Here is the question:
I have a large .csv file with entries similar to this:
file (space delimited)
$ cat file
a d e r None
c f g r a
c f g r None
d a d e c
d a d e None
g f r t None
g f t r None
k f r e d
r e t y None
s c d er d
g f r t 4
There are no duplicates. But if you see carefully, there are entries in columns 1,2,3,4 that are repeating, and the only change is 5th column, with 'None'
. So I need to remove the rows (records) which are repeating in the 1,2,3,4 fields and that have None
in 5th column.
Here is the code i wrote, which worked, but no one would recommend:
awk '{print $5,$4,$3,$2,$1}' file | sed 's/None/zzz/g' | sort | awk '!array[$2,$3,$4,$5]++' | sed 's/zzz/None/g'
and here is the output that I got, and am expecting.
4 t r f g
a r g f c
c e d a d
d e r f k
d er d c s
None r e d a
None r t f g
None y t e r
Purpose of replacing None
with zzz
was after sorting, the rows will appear in the end, and awk
will remove the second occurrences of the duplicates from remaining columns.
Same is the reason for inverting column sequence and re-inverting it back. Sort.

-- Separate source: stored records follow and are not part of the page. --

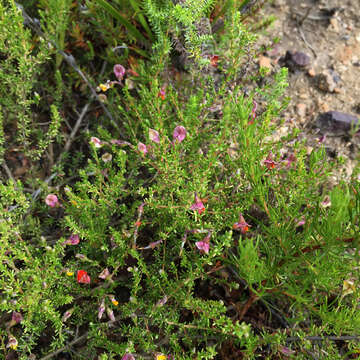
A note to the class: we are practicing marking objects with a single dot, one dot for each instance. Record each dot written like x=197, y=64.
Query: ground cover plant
x=164, y=223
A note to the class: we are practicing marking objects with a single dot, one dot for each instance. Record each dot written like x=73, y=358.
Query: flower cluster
x=179, y=135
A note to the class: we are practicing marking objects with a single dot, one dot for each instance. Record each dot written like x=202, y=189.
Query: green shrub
x=170, y=235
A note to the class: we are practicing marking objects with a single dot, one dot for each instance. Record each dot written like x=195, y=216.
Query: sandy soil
x=328, y=32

Please if you could help. Thanks!
Upvotes: 1
Views: 753
Reputation: 195229
I got this solution:
awk '{s=$4" "$3" "$2" "$1; if($5=="None"&& s in a)next;else a[s]=$5" "s}END{for(i in a)print a[i]}' file|sort
it outputs:
kent$ awk '{s=$4" "$3" "$2" "$1; if($5=="None"&& s in a)next;else a[s]=$5" "s}END{for(i in a)print a[i]}' file|sort
4 t r f g
a r g f c
c e d a d
d er d c s
d e r f k
None r e d a
None r t f g
None y t e r
it seems that it is same as your expectation.
Upvotes: 3